Washington’s NFL team unveiled a top-to-bottom makeover. Will it translate into on-field success?

A Washington Commanders jersey is displayed at an event to unveil the NFL football team’s new identity. AP Photo/Patrick Semansk

A major rebrand such as the one launched this week by Washington’s pro football team may trigger big sales of jerseys and caps in the short term, but not all image makeovers wow customers, and some fizzle out before they get started, says a Northeastern marketing expert.

“The Gap logo rebrand lasted six days,” says Paul Fombelle of the clothing retailer’s redesign in October 2010. “Gap didn’t do any research about what that logo meant to their most loyal customers. Some people think, ‘It’s just a logo,’ but it got quite the backlash.”

A logo is much more than a crest or badge, “it’s a company’s most valuable asset,” he says. “Everything else—technology, product, store location—can be copied, emulated, or reverse-engineered. But you can’t copy a brand no matter how much companies try. Look at the Apple logo. There’s only one.” 

Marketing professor Paul Fombelle says the new Commanders name and logo may draw fan interest in the early going, but success comes down to the old adage — nothing beats winning. Matthew Modoono/Northeastern University

Once a company has launched a brand, it solidifies who it is and what it stands for, and it is difficult—even daunting—to shake that loose in customers’ minds, he adds.

Fombelle’s expertise is in service marketing, which differs from product marketing.

“Most business school courses are taught from a product-dominant, old-school logic—we build a box, and we sell the box. But most of our economy is service-based. There’s no physical product per se.”

Before he joined Northeastern’s faculty as an associate professor of marketing, Fombelle worked at global advertising giant Ogilvy and Mather, whose clients included American Express, IBM, and Miller Lite—“Big brands that knew who they were and had no need to change. Their marketing campaigns changed each year, but their identities didn’t.”

He points to the disconnect in Buick’s attempts to project a cool, hip image by running ads with Tiger Woods.

“Young adults have been rejecting that image flat-out for 20 years,” he says. “My class of young undergrads and MBAs certainly don’t buy into it. Buick is still an old-person brand.”

Not all organizations re-do their images for the same reason.
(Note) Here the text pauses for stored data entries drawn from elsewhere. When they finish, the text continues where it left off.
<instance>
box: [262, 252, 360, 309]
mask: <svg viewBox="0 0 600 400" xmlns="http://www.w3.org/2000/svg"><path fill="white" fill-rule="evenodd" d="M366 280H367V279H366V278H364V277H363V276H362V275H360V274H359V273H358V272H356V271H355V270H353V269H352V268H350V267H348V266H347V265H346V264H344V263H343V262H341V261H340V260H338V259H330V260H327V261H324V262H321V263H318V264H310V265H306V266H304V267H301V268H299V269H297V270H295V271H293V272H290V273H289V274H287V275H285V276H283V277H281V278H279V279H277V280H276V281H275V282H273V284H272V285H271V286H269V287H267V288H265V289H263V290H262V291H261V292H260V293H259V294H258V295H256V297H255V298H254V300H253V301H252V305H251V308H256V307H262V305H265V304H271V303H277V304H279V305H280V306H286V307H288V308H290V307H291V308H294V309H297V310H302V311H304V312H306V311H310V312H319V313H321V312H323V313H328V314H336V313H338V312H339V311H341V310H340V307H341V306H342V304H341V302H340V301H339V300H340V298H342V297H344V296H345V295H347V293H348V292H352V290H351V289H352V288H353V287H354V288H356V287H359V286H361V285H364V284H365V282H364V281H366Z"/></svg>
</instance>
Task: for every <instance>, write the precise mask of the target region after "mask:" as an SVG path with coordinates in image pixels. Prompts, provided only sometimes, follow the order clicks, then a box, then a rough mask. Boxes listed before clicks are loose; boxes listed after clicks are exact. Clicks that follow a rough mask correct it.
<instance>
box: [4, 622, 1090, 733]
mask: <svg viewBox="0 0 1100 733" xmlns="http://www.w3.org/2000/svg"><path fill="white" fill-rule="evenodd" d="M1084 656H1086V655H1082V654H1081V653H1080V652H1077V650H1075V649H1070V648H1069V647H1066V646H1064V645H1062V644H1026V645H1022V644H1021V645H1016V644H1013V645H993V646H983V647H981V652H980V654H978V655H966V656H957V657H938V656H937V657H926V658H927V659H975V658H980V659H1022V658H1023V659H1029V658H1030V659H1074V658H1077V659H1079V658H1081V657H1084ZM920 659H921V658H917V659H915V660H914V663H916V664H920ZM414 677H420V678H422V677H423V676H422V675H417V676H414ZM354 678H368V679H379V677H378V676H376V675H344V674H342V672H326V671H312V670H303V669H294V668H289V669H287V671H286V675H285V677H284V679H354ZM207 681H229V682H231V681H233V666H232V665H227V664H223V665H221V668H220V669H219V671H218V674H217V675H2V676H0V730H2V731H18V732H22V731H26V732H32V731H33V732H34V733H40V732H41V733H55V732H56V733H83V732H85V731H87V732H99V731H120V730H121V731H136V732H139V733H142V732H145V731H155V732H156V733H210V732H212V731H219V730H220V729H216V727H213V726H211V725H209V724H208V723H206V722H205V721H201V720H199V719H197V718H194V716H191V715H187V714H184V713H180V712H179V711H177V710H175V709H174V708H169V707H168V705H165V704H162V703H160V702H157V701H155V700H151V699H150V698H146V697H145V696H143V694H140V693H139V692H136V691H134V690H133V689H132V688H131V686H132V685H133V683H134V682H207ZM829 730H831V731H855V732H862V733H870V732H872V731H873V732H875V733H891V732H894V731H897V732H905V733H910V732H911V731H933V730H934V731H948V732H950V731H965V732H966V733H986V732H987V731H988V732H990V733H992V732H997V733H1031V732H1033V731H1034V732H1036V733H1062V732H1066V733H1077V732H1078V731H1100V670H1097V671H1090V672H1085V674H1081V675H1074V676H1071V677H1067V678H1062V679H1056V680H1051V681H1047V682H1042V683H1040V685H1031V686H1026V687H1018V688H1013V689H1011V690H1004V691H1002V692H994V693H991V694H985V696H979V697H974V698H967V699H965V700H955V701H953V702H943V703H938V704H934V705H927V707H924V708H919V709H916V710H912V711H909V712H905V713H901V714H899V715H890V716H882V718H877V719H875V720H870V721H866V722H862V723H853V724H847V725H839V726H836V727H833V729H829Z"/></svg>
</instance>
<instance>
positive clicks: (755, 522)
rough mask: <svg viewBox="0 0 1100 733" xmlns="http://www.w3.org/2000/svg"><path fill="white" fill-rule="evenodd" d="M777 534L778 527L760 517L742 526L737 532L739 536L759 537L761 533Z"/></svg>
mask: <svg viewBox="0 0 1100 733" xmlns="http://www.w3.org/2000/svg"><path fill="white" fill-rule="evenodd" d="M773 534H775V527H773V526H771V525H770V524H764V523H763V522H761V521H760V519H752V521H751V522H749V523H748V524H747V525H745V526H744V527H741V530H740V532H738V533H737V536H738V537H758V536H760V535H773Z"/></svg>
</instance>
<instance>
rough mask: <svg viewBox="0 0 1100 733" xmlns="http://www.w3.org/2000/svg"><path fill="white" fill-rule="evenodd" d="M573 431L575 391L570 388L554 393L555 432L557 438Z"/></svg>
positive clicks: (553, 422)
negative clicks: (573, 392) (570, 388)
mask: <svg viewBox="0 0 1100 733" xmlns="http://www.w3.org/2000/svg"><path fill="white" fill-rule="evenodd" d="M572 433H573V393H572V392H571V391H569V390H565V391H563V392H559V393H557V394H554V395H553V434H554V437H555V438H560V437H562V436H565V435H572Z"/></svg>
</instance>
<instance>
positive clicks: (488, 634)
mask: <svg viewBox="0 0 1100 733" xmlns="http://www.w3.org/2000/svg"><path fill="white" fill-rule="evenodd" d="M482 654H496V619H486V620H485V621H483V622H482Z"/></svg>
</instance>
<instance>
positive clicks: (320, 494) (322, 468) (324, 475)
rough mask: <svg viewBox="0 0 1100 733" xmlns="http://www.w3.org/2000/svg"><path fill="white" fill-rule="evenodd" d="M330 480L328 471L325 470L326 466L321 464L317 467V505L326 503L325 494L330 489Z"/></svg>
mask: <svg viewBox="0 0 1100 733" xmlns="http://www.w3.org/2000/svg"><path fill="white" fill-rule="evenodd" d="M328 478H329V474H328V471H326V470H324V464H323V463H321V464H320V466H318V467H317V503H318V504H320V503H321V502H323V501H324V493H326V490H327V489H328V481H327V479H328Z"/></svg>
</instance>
For some, it could be to juice sales, attract new customers, or shed an image that was no longer in keeping with the times.

In the case of the newly renamed Washington Commanders, it was largely driven to turn the page on a name—Redskins—and a helmet logo depicting an Indian, that was widely considered as an affront to Native Americans. 
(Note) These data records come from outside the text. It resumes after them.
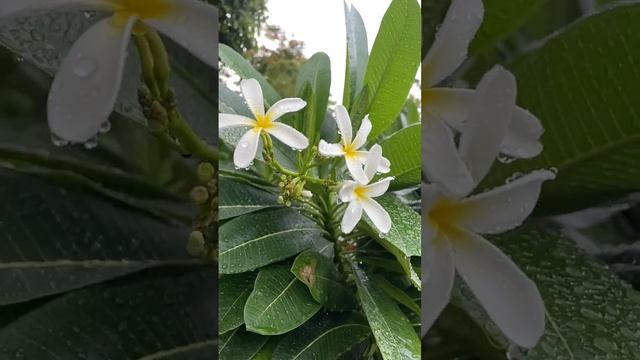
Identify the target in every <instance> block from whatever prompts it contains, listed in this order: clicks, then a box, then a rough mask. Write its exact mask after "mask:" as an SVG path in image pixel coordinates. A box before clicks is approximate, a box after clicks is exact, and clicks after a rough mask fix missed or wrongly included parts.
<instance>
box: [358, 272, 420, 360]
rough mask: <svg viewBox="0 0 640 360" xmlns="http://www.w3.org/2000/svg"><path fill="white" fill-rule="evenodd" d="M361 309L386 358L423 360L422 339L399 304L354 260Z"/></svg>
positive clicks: (381, 351) (376, 342) (382, 352)
mask: <svg viewBox="0 0 640 360" xmlns="http://www.w3.org/2000/svg"><path fill="white" fill-rule="evenodd" d="M351 266H352V268H353V274H354V277H355V280H356V285H357V286H358V297H359V298H360V304H361V305H362V310H364V313H365V315H366V316H367V319H368V321H369V326H370V327H371V331H372V332H373V335H374V337H375V339H376V343H377V345H378V349H379V350H380V353H381V354H382V357H383V358H384V359H385V360H409V359H414V360H417V359H420V339H419V338H418V335H417V334H416V332H415V331H414V330H413V326H412V325H411V322H410V321H409V320H408V319H407V317H406V316H405V315H404V314H403V313H402V311H400V309H399V308H398V306H397V305H396V304H395V302H393V300H391V298H389V297H388V296H387V295H386V294H385V293H384V292H383V291H382V290H381V289H380V288H379V287H378V286H377V285H376V284H375V283H374V282H373V281H372V279H370V278H369V275H367V273H366V272H365V271H364V270H362V269H361V268H360V267H358V265H356V264H355V263H351Z"/></svg>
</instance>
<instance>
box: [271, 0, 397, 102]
mask: <svg viewBox="0 0 640 360" xmlns="http://www.w3.org/2000/svg"><path fill="white" fill-rule="evenodd" d="M348 3H351V4H352V5H353V6H355V7H356V9H358V11H359V12H360V14H361V15H362V18H363V20H364V24H365V27H366V29H367V40H368V42H369V51H371V47H372V46H373V42H374V40H375V36H376V34H377V33H378V28H379V27H380V22H381V21H382V17H383V16H384V13H385V11H386V10H387V8H388V7H389V5H390V4H391V0H351V1H348ZM267 9H268V10H269V19H268V20H267V22H268V23H269V24H272V25H279V26H280V27H281V28H282V29H283V30H284V31H285V33H286V34H287V35H288V36H289V35H292V36H291V37H290V38H293V39H296V40H302V41H304V42H305V50H304V54H305V56H306V57H307V58H309V57H311V55H313V54H315V53H316V52H319V51H323V52H325V53H327V54H328V55H329V58H330V59H331V95H332V98H333V99H334V100H341V99H342V86H343V83H344V67H345V59H346V34H345V19H344V5H343V0H268V1H267Z"/></svg>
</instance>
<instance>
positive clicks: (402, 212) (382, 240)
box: [366, 194, 422, 289]
mask: <svg viewBox="0 0 640 360" xmlns="http://www.w3.org/2000/svg"><path fill="white" fill-rule="evenodd" d="M376 201H378V202H379V203H380V205H382V207H384V208H385V210H387V212H388V213H389V216H390V217H391V223H392V225H391V230H390V231H389V233H388V234H386V235H384V236H381V234H380V233H379V232H378V230H377V229H376V227H375V226H374V225H373V223H372V222H371V219H369V217H366V221H367V224H368V227H367V229H366V230H367V231H368V232H369V234H370V235H371V236H372V237H373V238H374V239H376V241H378V242H379V243H380V244H381V245H382V246H384V248H385V249H387V250H388V251H389V252H391V253H392V254H393V255H394V256H395V257H396V259H397V260H398V262H399V263H400V265H402V268H403V269H404V271H405V273H406V274H407V276H408V277H409V279H410V280H411V282H412V283H413V285H414V286H415V287H416V288H417V289H420V288H421V287H422V282H421V281H420V278H419V277H418V274H417V273H416V272H415V270H414V269H413V266H412V265H411V257H413V256H420V255H421V248H420V246H421V245H420V239H421V233H420V229H421V228H422V227H421V221H420V215H418V213H416V212H415V211H413V210H412V209H411V208H409V207H408V206H406V205H404V204H403V203H402V202H401V201H400V200H399V199H398V198H397V197H395V196H393V195H390V194H387V195H384V196H381V197H379V198H376Z"/></svg>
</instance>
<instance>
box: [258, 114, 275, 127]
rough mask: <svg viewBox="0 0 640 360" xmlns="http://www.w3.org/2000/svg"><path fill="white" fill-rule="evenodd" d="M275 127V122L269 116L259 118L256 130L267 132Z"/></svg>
mask: <svg viewBox="0 0 640 360" xmlns="http://www.w3.org/2000/svg"><path fill="white" fill-rule="evenodd" d="M272 127H273V121H271V119H269V117H268V116H266V115H264V116H258V117H257V119H256V126H255V129H256V130H267V129H270V128H272Z"/></svg>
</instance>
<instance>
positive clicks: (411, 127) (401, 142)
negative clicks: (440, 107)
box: [382, 123, 422, 189]
mask: <svg viewBox="0 0 640 360" xmlns="http://www.w3.org/2000/svg"><path fill="white" fill-rule="evenodd" d="M421 129H422V128H421V126H420V124H419V123H418V124H415V125H411V126H409V127H406V128H404V129H402V130H400V131H398V132H396V133H395V134H393V135H391V136H390V137H389V138H388V139H386V140H385V141H384V142H382V153H383V154H384V156H385V157H386V158H387V159H389V161H390V162H391V172H390V173H389V174H388V176H393V177H395V179H394V180H393V181H392V182H391V186H390V187H391V188H392V189H403V188H407V187H411V186H417V185H419V184H420V181H421V179H422V152H421V143H420V141H421V140H422V135H421V134H422V130H421Z"/></svg>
“Racist mascots increase negative stereotyping of Native people, and creates the false perception of Native people as aggressive,” says the Oklahoma-based nonprofit IllumiNative.

Other people saw no reason to change anything.
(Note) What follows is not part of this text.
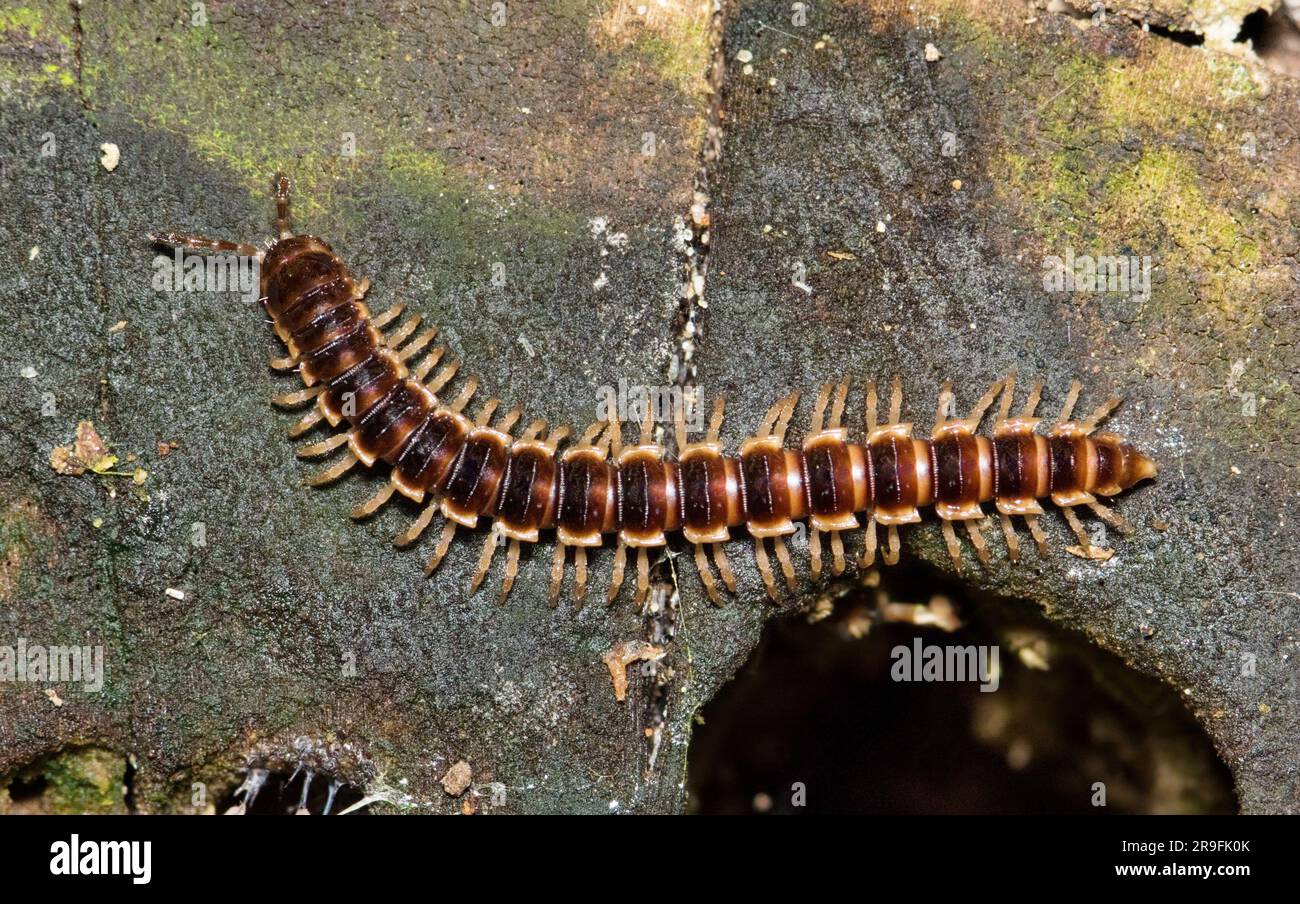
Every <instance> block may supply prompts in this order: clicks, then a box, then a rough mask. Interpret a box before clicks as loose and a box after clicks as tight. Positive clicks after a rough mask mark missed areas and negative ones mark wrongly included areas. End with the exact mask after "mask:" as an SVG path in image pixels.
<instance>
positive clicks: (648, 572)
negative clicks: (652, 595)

The team’s new identity now shares the same name as President Joe Biden’s German shepherd, whom he acquired in December.

Washington’s new helmet logo is a gold “W,” and the team retained the same burgundy and gold uniform color scheme it has used for decades. A solid black uniform with gold numbers and an all-white uniform with red numbers were also added.

“It took too long—far too long—for the National Football League franchise to recognize how deeply offensive, inappropriate and ultimately divisive its former name was,” wrote the Washington Post’s editorial board.

“Only after investors and sponsors, reacting to calls for racial justice in the wake of the murder of George Floyd in 2020, threatened to pull financial support did [team owner Daniel] Snyder reluctantly acknowledge the need to retire the name that had been used for 87 years.”

It took about two years for the team to unveil its new look after dropping the old moniker and temporarily calling itself the Washington Football Team. Northeastern’s Fombelle says that what appeared to be an overly drawn-out rebrand was actually due to box-checking.

“There were a lot of legal reasons why they waited,” he says. “They had to make sure they locked down on the copyrights and other things. It was wise for them to stay as The Washington Football Team for that extra time.”

Snyder, the team’s owner, was an advertising executive before he bought the franchise in 1999 for $800 million. It is now worth $3.5 billion, good for eighth place on Forbes 2020 ranking of the NFL’s 32 most valuable teams.

Washington won three Super Bowls before Snyder’s purchase, but have not won any since then. Regular season attendance at home games has slipped after a string of subpar seasons. Former employees of the team recently accused Snyder of fostering a hostile workplace, charges that he denies.

Whether the makeover will be enough to win over fans remains to be seen, says Fombelle. Success in professional sports remains defined by one thing—winning.

“The new name may put a few more butts in the seats early on, but it’ll be a blip in the data if they don’t put some points on the scoreboard.”